RE: [ccp4bb]: modeling inhibitor in groove
- From: "Teran Castañon, Hugo Gutierrez de"
<hteran_at_IMIM.ES>
- Subject: RE: [ccp4bb]: modeling inhibitor in groove
- Date: Tue, 22 Jul 2003 17:24:03 +0200
Hi Peter,
You can overlay the proposed inhibitor to the crystallographic inhibitor on
the basis of molecular electrostatic potential (MEP) or GRID generated
molecular interaction fields (MIF) with the software MIPSIM
(http://www1.imim.es/modeling/mipsim/index.html). With the
best
superposition choosen, you can simply replace one inhibitor with the other
one and carry on your simmulations.
Good luck,
Hugo
-----Original Message-----
From: Peter Zwart
To: Pedro Antonio Reche
Cc: ccp4bb_at_dl.ac.uk; chemistry_at_ccl.net
Sent: 21/07/2003 3:14
Subject: CCL:[ccp4bb]: modeling inhibitor in groove
>
> Hi, I have a PDB of a kinase in complex with a inhibitor, and I would
> like to replace that inhibitor with a related compound. I have
> already generated a PDB file for this compound but I do not I have
> to proceed, and thereby any input about the software (better if unix
> open source), and strategy to replace the original inhibitor with
> this related compound will be greatly appreciated. Also, does anyone
> know of a software to overlay 3D structures of small molecules? I am
> thinking that overlaying the derivative compound with the inhibitor
> in the 3D structure of the kinase would be a possibility, but what
> software to use?!
> Anyway, any idea, or suggestion about best way to solve this problem
> will be greatly appreciated.
> Cheers
You could give MOLREP a try, the manual says:
------------------------------------------------------------------------
-----------------------------------------
Fitting two models (FM)
<http://www.yorvic.york.ac.uk/%7Ealexei/molrep.html#FM>
The idea is to fit the electron densities instead of the atomic models,
trying to find the best overlap. Advantages are:
* can be used for cases with very low homology;
* can be used when amino acid sequence is absent;
* no need to use the list of equivalent atoms.

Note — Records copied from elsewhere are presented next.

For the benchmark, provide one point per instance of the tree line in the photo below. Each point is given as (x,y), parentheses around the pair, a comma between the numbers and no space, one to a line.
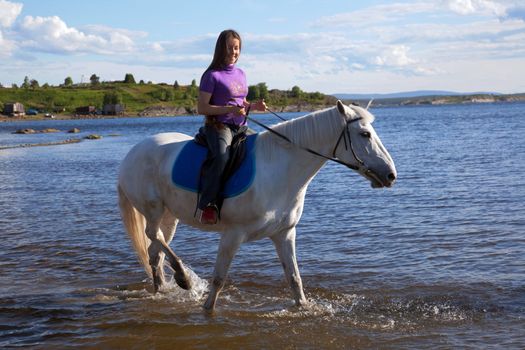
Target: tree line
(138,95)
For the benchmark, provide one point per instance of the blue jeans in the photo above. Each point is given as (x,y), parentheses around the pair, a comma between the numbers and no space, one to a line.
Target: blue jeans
(219,138)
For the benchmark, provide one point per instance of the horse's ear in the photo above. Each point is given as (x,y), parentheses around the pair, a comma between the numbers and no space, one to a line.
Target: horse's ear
(341,107)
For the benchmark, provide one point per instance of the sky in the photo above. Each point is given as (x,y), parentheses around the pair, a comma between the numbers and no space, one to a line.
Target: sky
(331,46)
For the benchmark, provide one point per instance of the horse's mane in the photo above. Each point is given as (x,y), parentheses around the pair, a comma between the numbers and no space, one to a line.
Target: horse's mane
(318,126)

If you define only two files of models (searching model and model_2),
without a file of structure factors (Fobs), the program will fit the
search model (keyword FILE_M
<http://www.yorvic.york.ac.uk/%7Ealexei/molrep.html#file_m>)
to the
second model (keyword MODEL_2
<http://www.yorvic.york.ac.uk/%7Ealexei/molrep.html#model_2>).
The
search model must be smaller or equal to the second model.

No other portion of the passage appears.